Hence, one sound hadith has it: ‘Whoever does not refrain from speaking and acting falsely, or acting ignorantly, God does not need him to refrain from food and drink.’2 In another hadith: ‘Perhaps a fasting person gains nothing from his fast except hunger and thirst.’3
True fasting, then, is when the limbs abstain from sin and the stomach from food and drink. As food and drink can break the fast or spoil it, so sins can cut off its rewards and spoil its fruits; as if one had not fasted at all.4
≈
1. Al-Tirmidhi, no.2867; Ibn Hibban, no.1222. The hadith is sahih.
2. Al-Bukhari, no.1903.
3. Ibn Majah, no.1690; al-Bayhaqi, Shu‘ab al-Iman, no.3642.
4. Al-Wabil al-Sayyib (Beirut & Damascus: Maktabah Dar al-Bayan, 2006), 59-60.
Greetings Sir,
Thank you for this post.
I find its impact so strong despite the fact that it’s a relatively brief post.
Thank you for describing the “inner” fast (I don’t know what else to call it) of the body and senses, alongside the giving up of food & drink.

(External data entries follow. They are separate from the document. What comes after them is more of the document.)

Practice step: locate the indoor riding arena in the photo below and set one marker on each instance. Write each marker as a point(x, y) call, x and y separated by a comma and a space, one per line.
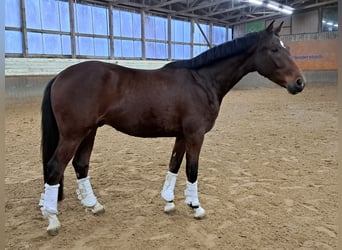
point(267, 175)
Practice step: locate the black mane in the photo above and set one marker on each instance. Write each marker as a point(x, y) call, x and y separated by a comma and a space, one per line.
point(224, 50)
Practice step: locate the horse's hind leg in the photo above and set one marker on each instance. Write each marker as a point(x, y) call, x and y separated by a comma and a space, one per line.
point(167, 192)
point(55, 170)
point(81, 165)
point(193, 148)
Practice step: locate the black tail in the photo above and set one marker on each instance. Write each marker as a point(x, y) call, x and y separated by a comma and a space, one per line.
point(50, 134)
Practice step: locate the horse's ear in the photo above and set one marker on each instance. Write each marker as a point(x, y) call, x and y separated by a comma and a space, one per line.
point(269, 29)
point(277, 30)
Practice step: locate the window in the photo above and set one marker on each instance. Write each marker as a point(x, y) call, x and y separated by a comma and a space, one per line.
point(12, 19)
point(200, 43)
point(219, 35)
point(156, 37)
point(48, 32)
point(13, 42)
point(91, 27)
point(329, 19)
point(180, 39)
point(127, 34)
point(43, 17)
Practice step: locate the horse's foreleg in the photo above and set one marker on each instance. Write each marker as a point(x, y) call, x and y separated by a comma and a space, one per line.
point(167, 192)
point(81, 165)
point(193, 148)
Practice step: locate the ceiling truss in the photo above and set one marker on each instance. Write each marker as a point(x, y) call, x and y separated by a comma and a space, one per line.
point(226, 12)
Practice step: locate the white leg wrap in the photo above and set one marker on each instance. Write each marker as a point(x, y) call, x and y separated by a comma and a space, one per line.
point(169, 186)
point(48, 203)
point(86, 195)
point(168, 191)
point(191, 199)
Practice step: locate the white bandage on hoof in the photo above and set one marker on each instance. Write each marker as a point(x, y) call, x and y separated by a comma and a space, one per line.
point(191, 195)
point(97, 209)
point(169, 207)
point(199, 213)
point(167, 192)
point(54, 223)
point(86, 195)
point(191, 199)
point(48, 203)
point(85, 192)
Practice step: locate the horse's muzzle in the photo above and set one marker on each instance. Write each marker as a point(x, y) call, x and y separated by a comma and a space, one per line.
point(296, 87)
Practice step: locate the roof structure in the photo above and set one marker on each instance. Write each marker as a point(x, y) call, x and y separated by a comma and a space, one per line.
point(227, 12)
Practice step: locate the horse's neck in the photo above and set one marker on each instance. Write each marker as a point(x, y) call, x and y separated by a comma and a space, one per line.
point(224, 74)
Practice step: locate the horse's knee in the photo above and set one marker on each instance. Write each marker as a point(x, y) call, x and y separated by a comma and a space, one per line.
point(54, 174)
point(81, 169)
point(191, 173)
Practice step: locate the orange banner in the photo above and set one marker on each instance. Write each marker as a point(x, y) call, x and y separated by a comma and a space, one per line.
point(315, 55)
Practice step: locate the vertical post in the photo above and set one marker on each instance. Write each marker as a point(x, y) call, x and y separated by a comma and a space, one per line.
point(143, 44)
point(203, 34)
point(192, 39)
point(72, 29)
point(23, 27)
point(111, 33)
point(169, 37)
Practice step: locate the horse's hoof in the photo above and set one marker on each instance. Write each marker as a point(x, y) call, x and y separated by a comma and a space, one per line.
point(169, 207)
point(54, 224)
point(97, 209)
point(199, 213)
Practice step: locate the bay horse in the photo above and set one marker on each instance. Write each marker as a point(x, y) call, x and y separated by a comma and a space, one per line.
point(181, 100)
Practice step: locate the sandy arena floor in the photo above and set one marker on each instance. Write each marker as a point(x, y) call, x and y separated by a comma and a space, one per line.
point(267, 178)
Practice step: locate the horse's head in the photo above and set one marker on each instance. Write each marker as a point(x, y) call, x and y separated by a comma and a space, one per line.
point(273, 60)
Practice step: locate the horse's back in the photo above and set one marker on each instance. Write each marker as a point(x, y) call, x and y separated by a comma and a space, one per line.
point(145, 103)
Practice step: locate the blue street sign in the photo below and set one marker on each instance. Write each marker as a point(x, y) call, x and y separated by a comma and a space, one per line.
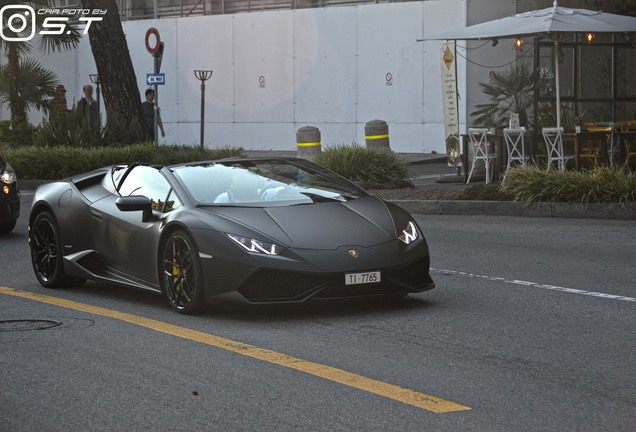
point(156, 79)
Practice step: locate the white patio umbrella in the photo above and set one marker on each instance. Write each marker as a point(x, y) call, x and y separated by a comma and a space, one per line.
point(550, 23)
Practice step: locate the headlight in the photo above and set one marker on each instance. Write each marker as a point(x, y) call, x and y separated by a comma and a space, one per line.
point(256, 246)
point(8, 175)
point(409, 234)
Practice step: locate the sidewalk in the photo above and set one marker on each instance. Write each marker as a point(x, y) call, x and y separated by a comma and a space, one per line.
point(432, 172)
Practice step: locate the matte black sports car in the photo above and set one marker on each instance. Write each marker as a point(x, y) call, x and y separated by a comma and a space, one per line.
point(9, 197)
point(276, 230)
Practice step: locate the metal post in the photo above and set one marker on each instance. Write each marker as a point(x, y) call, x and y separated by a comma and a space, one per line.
point(203, 76)
point(95, 80)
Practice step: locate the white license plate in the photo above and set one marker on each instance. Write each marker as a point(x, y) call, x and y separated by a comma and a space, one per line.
point(359, 278)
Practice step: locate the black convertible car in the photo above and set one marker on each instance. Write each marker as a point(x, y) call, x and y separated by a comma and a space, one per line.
point(9, 197)
point(258, 231)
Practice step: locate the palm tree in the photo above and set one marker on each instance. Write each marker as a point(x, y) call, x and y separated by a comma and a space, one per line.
point(510, 91)
point(122, 98)
point(24, 83)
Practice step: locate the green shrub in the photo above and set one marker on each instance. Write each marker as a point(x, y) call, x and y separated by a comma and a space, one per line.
point(18, 135)
point(376, 169)
point(602, 184)
point(51, 163)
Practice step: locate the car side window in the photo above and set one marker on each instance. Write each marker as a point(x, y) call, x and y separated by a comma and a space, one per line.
point(147, 181)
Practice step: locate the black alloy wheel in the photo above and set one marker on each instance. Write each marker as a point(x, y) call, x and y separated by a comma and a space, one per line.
point(181, 279)
point(46, 253)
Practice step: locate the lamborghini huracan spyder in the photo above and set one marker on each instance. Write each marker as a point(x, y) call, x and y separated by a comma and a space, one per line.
point(257, 231)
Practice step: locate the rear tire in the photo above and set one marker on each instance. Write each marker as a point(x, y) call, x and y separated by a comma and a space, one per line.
point(47, 253)
point(180, 273)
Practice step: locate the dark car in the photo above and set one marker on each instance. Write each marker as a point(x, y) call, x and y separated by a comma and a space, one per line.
point(9, 197)
point(257, 231)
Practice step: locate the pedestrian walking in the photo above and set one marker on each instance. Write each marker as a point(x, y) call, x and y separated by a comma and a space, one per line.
point(149, 114)
point(88, 110)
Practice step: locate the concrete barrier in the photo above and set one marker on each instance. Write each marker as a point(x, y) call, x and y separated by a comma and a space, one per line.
point(308, 142)
point(376, 135)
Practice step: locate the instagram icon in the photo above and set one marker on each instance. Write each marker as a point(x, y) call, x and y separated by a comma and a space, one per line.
point(18, 19)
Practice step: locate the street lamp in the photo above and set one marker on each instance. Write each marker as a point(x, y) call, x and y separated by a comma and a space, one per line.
point(203, 76)
point(95, 80)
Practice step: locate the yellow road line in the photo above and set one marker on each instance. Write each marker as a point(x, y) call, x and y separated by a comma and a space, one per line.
point(394, 392)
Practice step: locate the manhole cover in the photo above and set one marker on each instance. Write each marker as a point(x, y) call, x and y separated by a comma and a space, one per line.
point(26, 325)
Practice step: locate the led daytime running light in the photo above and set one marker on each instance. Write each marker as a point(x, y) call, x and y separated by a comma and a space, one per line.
point(409, 234)
point(256, 246)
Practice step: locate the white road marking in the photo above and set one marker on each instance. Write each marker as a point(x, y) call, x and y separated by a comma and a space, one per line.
point(538, 285)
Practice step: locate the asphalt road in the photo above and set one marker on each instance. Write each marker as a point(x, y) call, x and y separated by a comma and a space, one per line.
point(530, 328)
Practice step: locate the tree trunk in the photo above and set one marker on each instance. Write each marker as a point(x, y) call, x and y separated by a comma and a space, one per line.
point(18, 108)
point(115, 69)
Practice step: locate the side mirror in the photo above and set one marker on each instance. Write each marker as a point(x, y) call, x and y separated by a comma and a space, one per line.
point(136, 203)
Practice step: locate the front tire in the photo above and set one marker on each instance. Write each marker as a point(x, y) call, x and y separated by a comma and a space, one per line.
point(181, 276)
point(47, 253)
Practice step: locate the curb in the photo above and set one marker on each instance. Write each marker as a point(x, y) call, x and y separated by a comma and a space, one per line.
point(513, 208)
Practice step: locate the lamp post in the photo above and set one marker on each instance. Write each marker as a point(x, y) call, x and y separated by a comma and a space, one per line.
point(203, 76)
point(95, 80)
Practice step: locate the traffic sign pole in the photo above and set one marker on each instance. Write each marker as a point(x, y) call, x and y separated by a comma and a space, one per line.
point(155, 48)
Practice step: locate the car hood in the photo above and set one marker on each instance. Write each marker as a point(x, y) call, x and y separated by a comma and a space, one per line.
point(361, 222)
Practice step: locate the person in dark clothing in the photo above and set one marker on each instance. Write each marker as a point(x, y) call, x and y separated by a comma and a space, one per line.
point(149, 114)
point(87, 108)
point(59, 109)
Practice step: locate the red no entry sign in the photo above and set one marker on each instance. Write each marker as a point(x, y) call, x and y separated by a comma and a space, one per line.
point(152, 40)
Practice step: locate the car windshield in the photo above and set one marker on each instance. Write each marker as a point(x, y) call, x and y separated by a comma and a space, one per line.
point(264, 182)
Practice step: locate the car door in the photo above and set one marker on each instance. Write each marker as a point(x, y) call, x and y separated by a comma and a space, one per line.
point(127, 244)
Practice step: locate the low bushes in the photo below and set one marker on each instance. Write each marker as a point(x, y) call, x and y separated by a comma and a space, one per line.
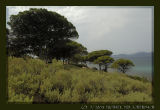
point(33, 81)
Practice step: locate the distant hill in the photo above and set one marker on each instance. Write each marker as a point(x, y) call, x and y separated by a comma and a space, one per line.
point(135, 55)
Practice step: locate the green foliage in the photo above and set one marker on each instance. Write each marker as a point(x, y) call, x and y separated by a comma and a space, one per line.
point(122, 65)
point(33, 81)
point(38, 32)
point(104, 60)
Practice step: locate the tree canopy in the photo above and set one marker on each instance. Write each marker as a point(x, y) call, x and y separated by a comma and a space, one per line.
point(122, 65)
point(104, 60)
point(38, 31)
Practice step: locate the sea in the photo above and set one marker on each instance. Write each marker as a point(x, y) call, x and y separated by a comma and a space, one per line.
point(143, 66)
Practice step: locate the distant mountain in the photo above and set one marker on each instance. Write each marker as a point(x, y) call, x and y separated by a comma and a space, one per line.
point(135, 55)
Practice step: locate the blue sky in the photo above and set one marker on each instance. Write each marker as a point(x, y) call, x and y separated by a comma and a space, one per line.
point(119, 29)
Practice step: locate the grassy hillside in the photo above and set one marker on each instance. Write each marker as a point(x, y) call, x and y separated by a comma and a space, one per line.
point(32, 80)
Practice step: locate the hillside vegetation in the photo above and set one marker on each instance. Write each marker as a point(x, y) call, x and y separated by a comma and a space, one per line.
point(34, 81)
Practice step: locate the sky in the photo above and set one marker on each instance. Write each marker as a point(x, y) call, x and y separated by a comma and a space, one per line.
point(122, 30)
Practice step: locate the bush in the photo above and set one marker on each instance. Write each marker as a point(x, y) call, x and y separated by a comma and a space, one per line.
point(33, 81)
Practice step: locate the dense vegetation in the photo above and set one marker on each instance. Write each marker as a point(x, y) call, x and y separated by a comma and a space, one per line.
point(32, 80)
point(48, 35)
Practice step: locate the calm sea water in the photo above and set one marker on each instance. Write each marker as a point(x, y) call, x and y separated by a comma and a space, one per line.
point(143, 67)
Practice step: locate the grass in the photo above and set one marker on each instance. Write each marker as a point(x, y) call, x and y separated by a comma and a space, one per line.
point(33, 81)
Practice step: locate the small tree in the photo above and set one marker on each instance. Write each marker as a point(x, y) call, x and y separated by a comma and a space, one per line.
point(104, 60)
point(122, 65)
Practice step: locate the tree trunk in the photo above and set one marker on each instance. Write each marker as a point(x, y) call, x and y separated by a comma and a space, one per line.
point(106, 68)
point(99, 67)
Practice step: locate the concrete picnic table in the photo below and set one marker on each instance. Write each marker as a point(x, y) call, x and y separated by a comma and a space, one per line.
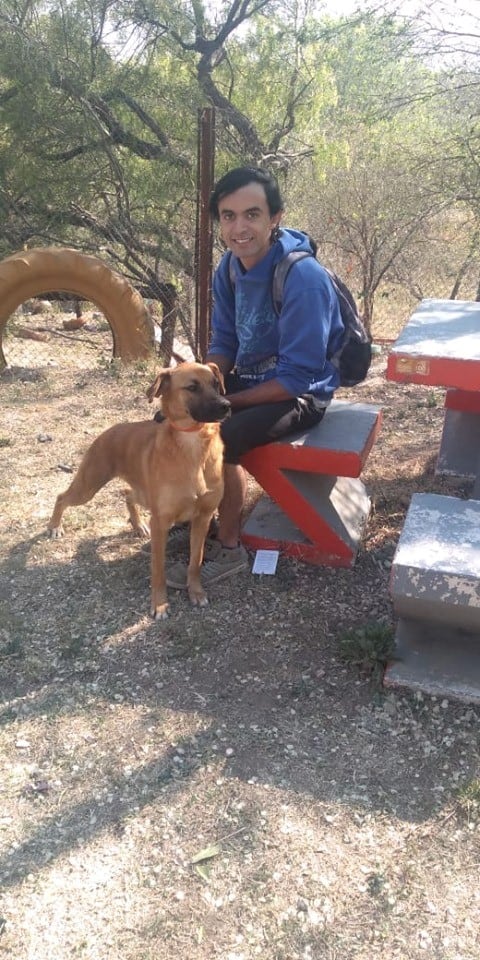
point(440, 346)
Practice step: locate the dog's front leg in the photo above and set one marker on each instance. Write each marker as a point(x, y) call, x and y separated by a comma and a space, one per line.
point(198, 533)
point(159, 532)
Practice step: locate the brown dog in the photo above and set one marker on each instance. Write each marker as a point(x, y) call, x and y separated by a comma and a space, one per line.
point(174, 469)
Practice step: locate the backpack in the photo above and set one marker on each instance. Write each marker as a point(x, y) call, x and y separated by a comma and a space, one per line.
point(354, 356)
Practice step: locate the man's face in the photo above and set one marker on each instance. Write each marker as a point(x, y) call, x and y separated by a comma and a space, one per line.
point(246, 223)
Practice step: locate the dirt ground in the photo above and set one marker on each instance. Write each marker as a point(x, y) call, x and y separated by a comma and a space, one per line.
point(221, 785)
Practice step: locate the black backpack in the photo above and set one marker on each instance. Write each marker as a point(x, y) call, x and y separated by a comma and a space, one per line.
point(354, 356)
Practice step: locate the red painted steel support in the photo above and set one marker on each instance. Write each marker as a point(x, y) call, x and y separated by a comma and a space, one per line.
point(204, 231)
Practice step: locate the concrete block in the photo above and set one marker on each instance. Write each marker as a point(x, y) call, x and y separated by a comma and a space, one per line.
point(436, 568)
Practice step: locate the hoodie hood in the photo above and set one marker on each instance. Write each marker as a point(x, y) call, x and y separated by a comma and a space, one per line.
point(291, 240)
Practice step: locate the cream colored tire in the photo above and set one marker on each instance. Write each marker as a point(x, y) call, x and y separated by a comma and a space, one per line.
point(31, 273)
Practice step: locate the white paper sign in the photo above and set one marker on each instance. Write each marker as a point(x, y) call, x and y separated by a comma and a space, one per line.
point(265, 561)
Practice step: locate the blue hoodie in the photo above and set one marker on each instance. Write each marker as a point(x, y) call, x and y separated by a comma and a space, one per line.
point(291, 347)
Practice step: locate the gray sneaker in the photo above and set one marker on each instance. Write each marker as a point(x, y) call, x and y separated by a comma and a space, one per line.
point(226, 563)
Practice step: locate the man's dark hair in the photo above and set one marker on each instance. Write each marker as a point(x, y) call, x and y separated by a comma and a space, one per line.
point(241, 177)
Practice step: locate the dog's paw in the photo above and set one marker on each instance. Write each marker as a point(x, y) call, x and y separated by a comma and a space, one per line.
point(55, 533)
point(198, 598)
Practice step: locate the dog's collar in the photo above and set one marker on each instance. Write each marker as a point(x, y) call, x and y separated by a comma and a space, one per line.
point(194, 429)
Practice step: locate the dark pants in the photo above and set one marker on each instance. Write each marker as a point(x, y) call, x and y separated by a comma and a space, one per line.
point(256, 426)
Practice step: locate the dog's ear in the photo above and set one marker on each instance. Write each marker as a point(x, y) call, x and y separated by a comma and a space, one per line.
point(218, 376)
point(159, 384)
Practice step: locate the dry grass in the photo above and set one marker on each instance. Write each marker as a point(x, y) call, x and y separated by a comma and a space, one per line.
point(221, 785)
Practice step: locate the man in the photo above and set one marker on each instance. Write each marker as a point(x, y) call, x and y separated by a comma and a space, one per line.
point(278, 377)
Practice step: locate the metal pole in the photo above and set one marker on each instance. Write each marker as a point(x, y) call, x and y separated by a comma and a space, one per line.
point(204, 230)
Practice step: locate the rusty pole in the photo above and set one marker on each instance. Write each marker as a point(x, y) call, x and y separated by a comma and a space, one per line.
point(204, 230)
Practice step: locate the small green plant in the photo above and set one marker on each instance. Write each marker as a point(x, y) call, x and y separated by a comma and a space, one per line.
point(468, 799)
point(369, 647)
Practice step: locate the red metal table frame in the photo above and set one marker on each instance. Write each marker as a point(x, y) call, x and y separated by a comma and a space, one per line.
point(440, 346)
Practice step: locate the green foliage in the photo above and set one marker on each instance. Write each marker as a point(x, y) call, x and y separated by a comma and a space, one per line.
point(369, 647)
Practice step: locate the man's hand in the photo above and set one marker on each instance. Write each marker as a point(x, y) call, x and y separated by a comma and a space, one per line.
point(269, 392)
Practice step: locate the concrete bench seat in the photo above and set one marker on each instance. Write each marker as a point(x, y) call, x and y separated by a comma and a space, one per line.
point(315, 506)
point(435, 588)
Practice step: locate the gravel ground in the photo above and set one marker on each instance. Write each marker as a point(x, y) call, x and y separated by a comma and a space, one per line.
point(223, 784)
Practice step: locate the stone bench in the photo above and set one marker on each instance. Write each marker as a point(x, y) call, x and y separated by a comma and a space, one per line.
point(315, 506)
point(435, 588)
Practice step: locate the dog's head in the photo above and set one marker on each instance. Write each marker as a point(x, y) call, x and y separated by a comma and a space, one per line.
point(194, 390)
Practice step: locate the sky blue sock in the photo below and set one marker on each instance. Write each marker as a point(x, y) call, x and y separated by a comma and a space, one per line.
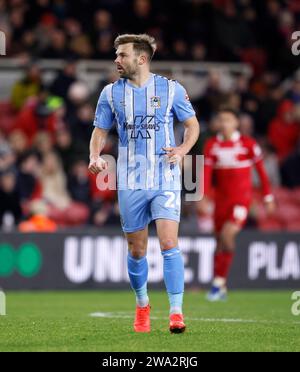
point(174, 278)
point(138, 274)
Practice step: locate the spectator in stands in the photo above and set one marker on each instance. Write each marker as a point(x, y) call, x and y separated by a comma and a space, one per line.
point(60, 206)
point(290, 169)
point(64, 80)
point(104, 48)
point(294, 93)
point(68, 149)
point(39, 116)
point(7, 156)
point(271, 165)
point(284, 130)
point(18, 142)
point(79, 42)
point(29, 86)
point(10, 206)
point(28, 176)
point(58, 46)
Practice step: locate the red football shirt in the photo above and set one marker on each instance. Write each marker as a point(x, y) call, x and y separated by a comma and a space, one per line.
point(230, 163)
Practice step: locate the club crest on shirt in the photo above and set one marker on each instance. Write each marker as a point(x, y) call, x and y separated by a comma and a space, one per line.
point(155, 102)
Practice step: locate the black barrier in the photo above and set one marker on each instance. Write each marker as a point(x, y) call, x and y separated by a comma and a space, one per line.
point(78, 260)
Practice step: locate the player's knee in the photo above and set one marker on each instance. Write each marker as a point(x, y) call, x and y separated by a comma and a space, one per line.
point(137, 248)
point(167, 243)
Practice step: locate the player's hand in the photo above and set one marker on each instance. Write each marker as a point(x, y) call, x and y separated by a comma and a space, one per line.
point(270, 207)
point(174, 154)
point(97, 165)
point(204, 206)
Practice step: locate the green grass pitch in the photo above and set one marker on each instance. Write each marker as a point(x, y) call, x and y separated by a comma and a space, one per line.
point(61, 321)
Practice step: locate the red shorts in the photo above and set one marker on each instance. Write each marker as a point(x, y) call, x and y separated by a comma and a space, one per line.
point(235, 212)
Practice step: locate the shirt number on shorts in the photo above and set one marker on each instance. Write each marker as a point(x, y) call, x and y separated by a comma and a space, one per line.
point(173, 201)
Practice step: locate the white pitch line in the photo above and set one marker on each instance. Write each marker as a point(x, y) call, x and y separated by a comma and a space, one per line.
point(128, 315)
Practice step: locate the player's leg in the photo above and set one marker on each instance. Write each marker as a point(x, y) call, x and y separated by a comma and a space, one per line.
point(227, 230)
point(137, 265)
point(167, 231)
point(134, 218)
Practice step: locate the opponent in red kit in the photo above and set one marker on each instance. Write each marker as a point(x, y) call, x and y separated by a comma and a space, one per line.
point(228, 159)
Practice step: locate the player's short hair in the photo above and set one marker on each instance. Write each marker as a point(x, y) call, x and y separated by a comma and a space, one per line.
point(229, 110)
point(141, 43)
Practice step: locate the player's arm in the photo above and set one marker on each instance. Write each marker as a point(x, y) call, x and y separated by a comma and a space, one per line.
point(185, 113)
point(103, 122)
point(191, 134)
point(204, 204)
point(97, 143)
point(264, 179)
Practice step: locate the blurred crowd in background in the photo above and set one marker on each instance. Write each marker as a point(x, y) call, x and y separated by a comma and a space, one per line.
point(45, 128)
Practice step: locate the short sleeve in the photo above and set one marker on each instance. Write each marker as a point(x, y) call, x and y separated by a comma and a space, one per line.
point(182, 106)
point(255, 152)
point(104, 116)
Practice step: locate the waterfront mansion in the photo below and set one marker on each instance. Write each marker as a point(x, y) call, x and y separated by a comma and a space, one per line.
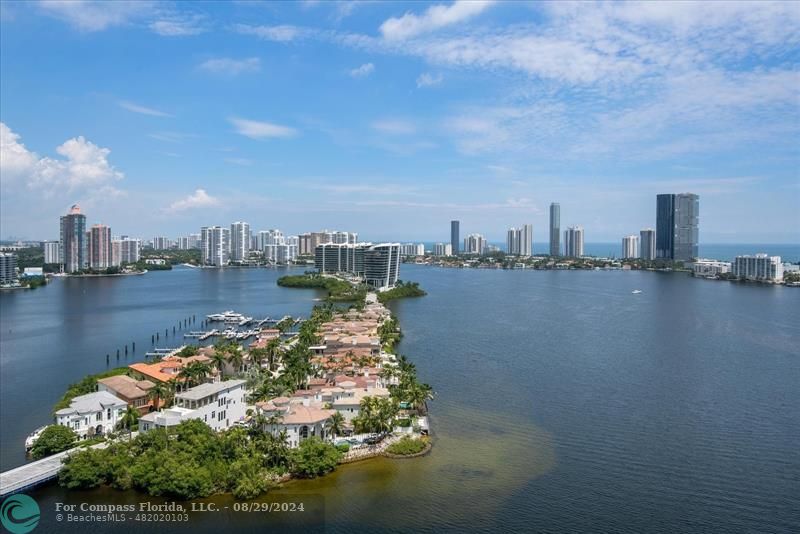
point(94, 414)
point(218, 404)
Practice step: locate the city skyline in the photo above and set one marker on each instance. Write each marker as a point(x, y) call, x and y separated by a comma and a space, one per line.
point(220, 124)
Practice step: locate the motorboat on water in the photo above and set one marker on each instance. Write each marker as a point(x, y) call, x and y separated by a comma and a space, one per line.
point(32, 437)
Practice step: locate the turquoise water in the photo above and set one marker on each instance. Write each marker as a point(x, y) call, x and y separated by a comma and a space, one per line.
point(565, 403)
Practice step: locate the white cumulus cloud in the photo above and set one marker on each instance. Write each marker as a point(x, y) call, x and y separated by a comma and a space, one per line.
point(84, 164)
point(427, 79)
point(283, 33)
point(363, 71)
point(92, 16)
point(230, 66)
point(260, 130)
point(143, 110)
point(435, 17)
point(199, 199)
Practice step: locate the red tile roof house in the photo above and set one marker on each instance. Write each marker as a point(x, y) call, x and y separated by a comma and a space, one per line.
point(301, 418)
point(134, 392)
point(168, 369)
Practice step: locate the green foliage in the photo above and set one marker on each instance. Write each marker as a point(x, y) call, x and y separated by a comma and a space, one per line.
point(791, 277)
point(188, 350)
point(53, 439)
point(338, 290)
point(401, 290)
point(406, 446)
point(84, 470)
point(30, 257)
point(32, 282)
point(185, 462)
point(375, 415)
point(86, 385)
point(313, 458)
point(173, 256)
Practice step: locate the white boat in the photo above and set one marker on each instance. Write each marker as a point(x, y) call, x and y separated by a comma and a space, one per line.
point(32, 437)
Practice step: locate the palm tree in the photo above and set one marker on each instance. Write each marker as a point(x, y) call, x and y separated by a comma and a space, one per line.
point(336, 424)
point(218, 359)
point(158, 392)
point(418, 396)
point(258, 356)
point(129, 418)
point(236, 359)
point(273, 350)
point(195, 372)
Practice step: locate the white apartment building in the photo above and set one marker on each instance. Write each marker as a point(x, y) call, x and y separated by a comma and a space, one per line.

I will be revisiting this post a lot. It’s inspiring.
All good wishes,
robert
Hello Robert,
Thank you for your comment. The term, “inner” fast has indeed been used by Muslim scholars, though they use it to refer to the fasting of the heart (or soul). The first article I ever wrote in the blog discusses the three levels of fasting, and can be read here: http://thehumblei.com/2012/08/13/fasting-starving-the-ego-feeding-the-soul/
Once again, thank you for your comment and kind words.
Surkheel
Hi Sir,
Thank you sharing this other very interesting post. I just read it.
All good wishes,
robert
Wonderful and inspiring. Please continue illuminating the beauty back into our actions.
Jazakallahu khayran. May Allah guide us both to the ways of beauty.
JazakAllahu Khairan. Its Beautiful and inspiring alhamdulillah
Barakallahu fikum. May Allah perfume us all with fasting’s fragrance.
Mash’Allah. Beautiful.
Jazakallahu khayran. Ibn al-Qayyim’s words do indeed have a way of touching hearts.
Concise and to the point. Strikes directly at the essence of the fast.
May Allah grant us its reality and essence in our lives.